As for the specific uses of punishment depicted in The Lion King, an apparent observation was Scar's tactics for control, dominance, and his forcible confinement. By using a gender-based lens, this observation reminded me of Davis' article on how gender structures the prison system. For instance, state-inflicted corporeal punishment and physical assaults have been used as a means of policing gender towards women within prison systems (Gurusami 2018). In addition, through the absence of women in power in The Lion King, Davis addresses how institutions such as prisons are highly sexualized towards women, such as the notion that men in prison are deviant, and women in prison have mental health issues (Davis 2003). Given these examples, I have learned to connect my social locations and use my personal history to grasp a better understanding of The Lion King. In regard to carceral politics, Route 66 discusses the 100 to 1 disparity and racial disproportions within prisons, such as higher incarceration rates for women and POC (Gurusami 2018).

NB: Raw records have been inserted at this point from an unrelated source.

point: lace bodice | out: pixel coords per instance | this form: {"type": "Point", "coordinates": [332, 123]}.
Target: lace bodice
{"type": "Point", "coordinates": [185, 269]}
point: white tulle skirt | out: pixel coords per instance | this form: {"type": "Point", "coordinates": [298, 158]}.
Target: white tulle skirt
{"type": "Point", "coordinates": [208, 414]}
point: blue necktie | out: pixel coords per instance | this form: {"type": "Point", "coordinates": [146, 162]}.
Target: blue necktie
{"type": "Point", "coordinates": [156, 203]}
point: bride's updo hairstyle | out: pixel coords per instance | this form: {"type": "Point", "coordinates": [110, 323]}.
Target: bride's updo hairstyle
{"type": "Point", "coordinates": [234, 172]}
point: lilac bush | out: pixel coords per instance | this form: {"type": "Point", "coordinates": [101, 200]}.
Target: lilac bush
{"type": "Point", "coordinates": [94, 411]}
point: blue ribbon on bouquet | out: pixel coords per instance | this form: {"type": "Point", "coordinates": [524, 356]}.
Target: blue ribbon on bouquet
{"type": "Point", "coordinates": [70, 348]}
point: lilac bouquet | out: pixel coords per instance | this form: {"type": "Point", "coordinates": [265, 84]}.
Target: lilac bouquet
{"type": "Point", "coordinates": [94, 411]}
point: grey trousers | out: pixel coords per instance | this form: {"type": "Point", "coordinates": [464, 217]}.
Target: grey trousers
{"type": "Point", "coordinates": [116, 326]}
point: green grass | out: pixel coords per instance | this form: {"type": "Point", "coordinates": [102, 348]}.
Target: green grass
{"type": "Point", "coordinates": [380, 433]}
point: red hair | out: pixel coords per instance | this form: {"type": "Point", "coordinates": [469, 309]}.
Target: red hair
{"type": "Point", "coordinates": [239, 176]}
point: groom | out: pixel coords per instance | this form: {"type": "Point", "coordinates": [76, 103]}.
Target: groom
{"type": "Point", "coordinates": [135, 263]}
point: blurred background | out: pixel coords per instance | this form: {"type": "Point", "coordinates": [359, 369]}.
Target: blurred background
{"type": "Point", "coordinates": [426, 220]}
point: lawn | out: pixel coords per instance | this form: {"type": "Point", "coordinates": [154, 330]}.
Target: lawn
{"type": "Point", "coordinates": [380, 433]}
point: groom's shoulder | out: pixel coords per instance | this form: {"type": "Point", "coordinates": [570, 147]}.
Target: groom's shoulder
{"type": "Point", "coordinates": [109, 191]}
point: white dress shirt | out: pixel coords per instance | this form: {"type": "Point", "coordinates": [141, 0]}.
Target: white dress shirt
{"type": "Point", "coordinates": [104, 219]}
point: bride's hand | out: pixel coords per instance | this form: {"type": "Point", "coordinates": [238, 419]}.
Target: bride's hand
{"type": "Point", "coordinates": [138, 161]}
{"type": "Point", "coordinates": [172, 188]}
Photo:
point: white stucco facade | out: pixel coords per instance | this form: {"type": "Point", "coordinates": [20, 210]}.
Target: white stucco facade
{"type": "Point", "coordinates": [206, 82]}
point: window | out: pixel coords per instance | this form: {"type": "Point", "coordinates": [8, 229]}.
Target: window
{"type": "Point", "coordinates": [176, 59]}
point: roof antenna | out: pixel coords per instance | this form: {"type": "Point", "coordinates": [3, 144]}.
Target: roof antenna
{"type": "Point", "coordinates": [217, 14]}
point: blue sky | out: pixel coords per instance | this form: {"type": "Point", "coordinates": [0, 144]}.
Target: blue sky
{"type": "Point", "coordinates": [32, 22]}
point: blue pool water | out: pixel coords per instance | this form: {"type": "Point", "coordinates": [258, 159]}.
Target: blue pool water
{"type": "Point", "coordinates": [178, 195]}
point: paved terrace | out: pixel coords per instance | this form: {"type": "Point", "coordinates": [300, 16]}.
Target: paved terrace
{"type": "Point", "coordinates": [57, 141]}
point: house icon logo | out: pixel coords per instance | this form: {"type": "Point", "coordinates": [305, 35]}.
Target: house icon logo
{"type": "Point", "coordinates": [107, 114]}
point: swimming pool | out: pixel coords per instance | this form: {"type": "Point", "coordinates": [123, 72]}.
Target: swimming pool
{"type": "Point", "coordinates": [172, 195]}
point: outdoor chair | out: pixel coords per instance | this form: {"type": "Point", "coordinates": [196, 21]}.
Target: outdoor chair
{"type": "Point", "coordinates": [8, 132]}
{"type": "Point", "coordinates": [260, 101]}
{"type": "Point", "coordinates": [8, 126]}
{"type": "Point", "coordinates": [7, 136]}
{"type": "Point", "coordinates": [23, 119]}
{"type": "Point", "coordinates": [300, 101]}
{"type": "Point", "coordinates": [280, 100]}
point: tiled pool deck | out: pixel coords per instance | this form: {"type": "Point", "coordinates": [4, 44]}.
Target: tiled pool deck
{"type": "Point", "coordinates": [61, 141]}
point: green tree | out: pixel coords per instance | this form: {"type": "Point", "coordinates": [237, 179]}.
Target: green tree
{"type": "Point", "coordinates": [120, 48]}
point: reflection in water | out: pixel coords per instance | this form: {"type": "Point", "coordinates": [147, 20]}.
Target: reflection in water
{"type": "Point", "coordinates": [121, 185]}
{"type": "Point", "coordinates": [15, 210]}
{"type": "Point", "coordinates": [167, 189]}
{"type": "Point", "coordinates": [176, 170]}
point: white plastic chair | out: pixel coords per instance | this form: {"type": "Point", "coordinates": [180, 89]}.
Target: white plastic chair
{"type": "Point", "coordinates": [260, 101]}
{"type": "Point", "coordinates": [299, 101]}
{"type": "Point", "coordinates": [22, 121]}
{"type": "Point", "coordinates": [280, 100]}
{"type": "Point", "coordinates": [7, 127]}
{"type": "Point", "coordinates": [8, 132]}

In comparison, there is a separation within The Lion King’s environment that is sexualized and hostile towards lionesses. For example, Nala, Sarabi and Shenzi are deemed as helpless, unprivileged and subordinate due to rigid gender roles, all of which softens the image of women. However, Nala is dominant and physically more capable than Simba, hence her actions of repeatedly pinning him down. This relates to the marginalization towards women within the prison system, and how criminality and sexuality intersect in a way that deviant women are viewed as obstructing rigid gender roles and social norms (Davis 2003). Furthermore, given the history of US prisons and their gendered approach to reintegrating women back into society, deviant women are only seen as female subjects whose main purpose is to become better wives and mothers, and this relates well to the lionesses in The Lion King, seeing as their main purpose is to take care of their children and tend to their husbands (Gurusami 2018).

Another example of carceral politics and classism in this film is that the hyenas are like people with criminal convictions, people in prisons and lower-class men as opposed to the leaders of Pride Lands, the government and Upper-class elites who possess greater power, control, and stability. Another form of marginalization within The Lion King is the dislike and racism directed towards Scar and his deeper complexion in comparison to the other lions. I believe we are influenced to dislike Scar in this film, due to his accent and femininity, all of which are evolved around stigmas. As stated in Palmater's reading, racialized violence, the abuse of power and sexism is at the forefront for police treatment within Canada, and racism is a heavy influence within the police and justice system (Palmater 2016). Having said that, I believe the above examples are of great importance when looking at the punishment, carceral politics, and intersectionality within The Lion King.